The top actuarial body in the UK says inflation-linked bonds have the “highest probability” of meeting wage-linked liabilities.
The Actuarial Profession, the umbrella body for England’s Institute of Actuaries and Scotland’s Faculty of Actuaries, say that in many respects pensions behave like bonds. “Both pensions and bonds have regular streams of income stretching many years into the future. Finance theory teaches us that the market value of a pension fund’s liabilities is unaffected by how the assets are invested.”
They note that a bond portfolio is the lowest risk investment. “That is to say, inflation-linked bonds, not equities, have the highest probability of being able to meet the wage-linked liabilities.” They make the remarks in The Agenda, a look ahead to 2003.
They also discern a conflict at the heart of pensions provision, saying the needs of companies’ capital investment plans are at odds with the requirements of pension contributions.
“Equity investment leverages the business, creating the need for cash injections to the pension fund at exactly the time the business itself could be doing badly,” they say. “This is why pension accounting had to change – although FRS17 is unlikely to represent the last word.”

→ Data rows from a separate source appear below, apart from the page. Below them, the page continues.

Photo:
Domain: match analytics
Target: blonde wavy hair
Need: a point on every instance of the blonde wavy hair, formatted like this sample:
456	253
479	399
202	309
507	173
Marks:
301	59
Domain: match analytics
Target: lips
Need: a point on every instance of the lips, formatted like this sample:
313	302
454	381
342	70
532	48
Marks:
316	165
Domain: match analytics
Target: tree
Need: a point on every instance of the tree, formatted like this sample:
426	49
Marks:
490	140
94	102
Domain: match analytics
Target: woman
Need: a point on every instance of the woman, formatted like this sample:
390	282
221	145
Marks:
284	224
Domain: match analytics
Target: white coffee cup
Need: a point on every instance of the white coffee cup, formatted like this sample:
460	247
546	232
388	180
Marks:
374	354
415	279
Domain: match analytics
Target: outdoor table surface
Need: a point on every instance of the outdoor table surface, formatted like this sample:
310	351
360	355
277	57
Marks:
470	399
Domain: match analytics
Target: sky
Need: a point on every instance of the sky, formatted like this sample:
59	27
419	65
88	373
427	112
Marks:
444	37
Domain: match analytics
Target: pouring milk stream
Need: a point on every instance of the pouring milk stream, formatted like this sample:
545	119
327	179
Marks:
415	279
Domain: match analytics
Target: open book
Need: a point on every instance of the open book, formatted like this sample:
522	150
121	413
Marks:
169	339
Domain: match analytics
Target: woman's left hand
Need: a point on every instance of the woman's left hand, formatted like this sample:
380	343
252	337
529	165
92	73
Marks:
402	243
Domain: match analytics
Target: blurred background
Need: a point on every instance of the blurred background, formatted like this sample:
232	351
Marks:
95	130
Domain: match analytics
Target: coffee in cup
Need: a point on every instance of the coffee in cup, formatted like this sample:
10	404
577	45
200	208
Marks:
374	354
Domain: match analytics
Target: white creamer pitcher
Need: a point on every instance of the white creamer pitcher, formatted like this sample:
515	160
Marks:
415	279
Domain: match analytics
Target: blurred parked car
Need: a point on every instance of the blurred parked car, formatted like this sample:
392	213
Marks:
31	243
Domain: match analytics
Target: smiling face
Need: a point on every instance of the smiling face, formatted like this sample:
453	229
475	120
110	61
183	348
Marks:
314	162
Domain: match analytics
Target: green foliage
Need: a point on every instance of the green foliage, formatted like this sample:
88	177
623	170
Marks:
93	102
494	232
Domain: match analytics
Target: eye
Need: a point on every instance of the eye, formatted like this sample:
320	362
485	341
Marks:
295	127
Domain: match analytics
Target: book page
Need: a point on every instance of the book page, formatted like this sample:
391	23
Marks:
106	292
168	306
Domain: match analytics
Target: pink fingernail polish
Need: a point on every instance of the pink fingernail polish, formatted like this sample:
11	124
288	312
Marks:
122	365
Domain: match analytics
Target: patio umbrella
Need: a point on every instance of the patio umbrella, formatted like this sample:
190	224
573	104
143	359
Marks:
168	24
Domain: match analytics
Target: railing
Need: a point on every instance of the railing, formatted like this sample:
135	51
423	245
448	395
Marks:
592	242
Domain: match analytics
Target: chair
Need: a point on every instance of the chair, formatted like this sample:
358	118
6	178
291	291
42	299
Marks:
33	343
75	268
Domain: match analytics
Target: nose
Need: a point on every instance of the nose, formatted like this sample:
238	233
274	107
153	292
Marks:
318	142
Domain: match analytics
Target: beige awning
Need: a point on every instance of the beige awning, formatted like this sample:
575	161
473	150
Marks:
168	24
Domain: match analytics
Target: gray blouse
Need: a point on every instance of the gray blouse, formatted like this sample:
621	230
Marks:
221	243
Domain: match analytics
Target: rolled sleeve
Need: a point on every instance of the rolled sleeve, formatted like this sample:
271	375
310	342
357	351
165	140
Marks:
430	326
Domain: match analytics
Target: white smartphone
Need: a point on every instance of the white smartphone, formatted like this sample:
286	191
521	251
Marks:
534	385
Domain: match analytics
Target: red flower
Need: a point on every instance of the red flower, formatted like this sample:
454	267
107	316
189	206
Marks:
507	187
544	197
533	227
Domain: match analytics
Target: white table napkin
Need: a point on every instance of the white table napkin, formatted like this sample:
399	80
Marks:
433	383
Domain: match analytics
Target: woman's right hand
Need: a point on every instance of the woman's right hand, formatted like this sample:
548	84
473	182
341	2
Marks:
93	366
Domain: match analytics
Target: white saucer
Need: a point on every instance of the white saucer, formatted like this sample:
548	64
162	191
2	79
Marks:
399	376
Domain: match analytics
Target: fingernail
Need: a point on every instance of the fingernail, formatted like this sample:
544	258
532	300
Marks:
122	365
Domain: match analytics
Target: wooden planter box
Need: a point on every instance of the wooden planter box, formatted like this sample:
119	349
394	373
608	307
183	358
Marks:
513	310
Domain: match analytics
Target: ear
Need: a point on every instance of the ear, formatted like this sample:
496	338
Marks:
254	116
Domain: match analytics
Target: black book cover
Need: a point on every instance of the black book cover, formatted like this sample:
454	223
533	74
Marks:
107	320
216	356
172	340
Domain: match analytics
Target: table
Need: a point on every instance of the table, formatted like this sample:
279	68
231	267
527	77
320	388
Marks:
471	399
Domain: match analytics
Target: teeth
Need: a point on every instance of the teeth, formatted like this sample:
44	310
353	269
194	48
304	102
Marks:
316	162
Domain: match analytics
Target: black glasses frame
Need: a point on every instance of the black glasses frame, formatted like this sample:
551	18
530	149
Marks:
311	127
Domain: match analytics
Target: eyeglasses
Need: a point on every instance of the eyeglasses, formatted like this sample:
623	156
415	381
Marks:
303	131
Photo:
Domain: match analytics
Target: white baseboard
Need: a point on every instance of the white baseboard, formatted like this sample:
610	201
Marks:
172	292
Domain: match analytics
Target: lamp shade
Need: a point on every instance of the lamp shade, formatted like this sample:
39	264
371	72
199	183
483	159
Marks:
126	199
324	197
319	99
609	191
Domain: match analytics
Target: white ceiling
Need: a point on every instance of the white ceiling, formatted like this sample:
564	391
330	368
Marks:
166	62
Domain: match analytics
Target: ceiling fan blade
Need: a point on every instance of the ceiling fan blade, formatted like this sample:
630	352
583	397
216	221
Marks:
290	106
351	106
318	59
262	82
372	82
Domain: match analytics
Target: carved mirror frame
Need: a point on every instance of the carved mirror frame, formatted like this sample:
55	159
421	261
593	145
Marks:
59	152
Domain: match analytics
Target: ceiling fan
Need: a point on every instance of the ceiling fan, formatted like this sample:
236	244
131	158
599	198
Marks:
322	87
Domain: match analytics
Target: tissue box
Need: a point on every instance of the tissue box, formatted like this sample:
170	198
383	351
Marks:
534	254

FRS17 is a new accounting standard that takes a snapshot of a pension fund’s liabilities.
“Cash accounting drove a wedge between shareholders (who want the business’s risks managed) and management (who want low cash).”
Actuaries are under fire at the moment, with newspapers calling for the profession to face the same scrutiny as accountants did following the Enron collapse. For its part, the Actuarial Profession says it has been “exploring the introduction” of compulsory peer reviews.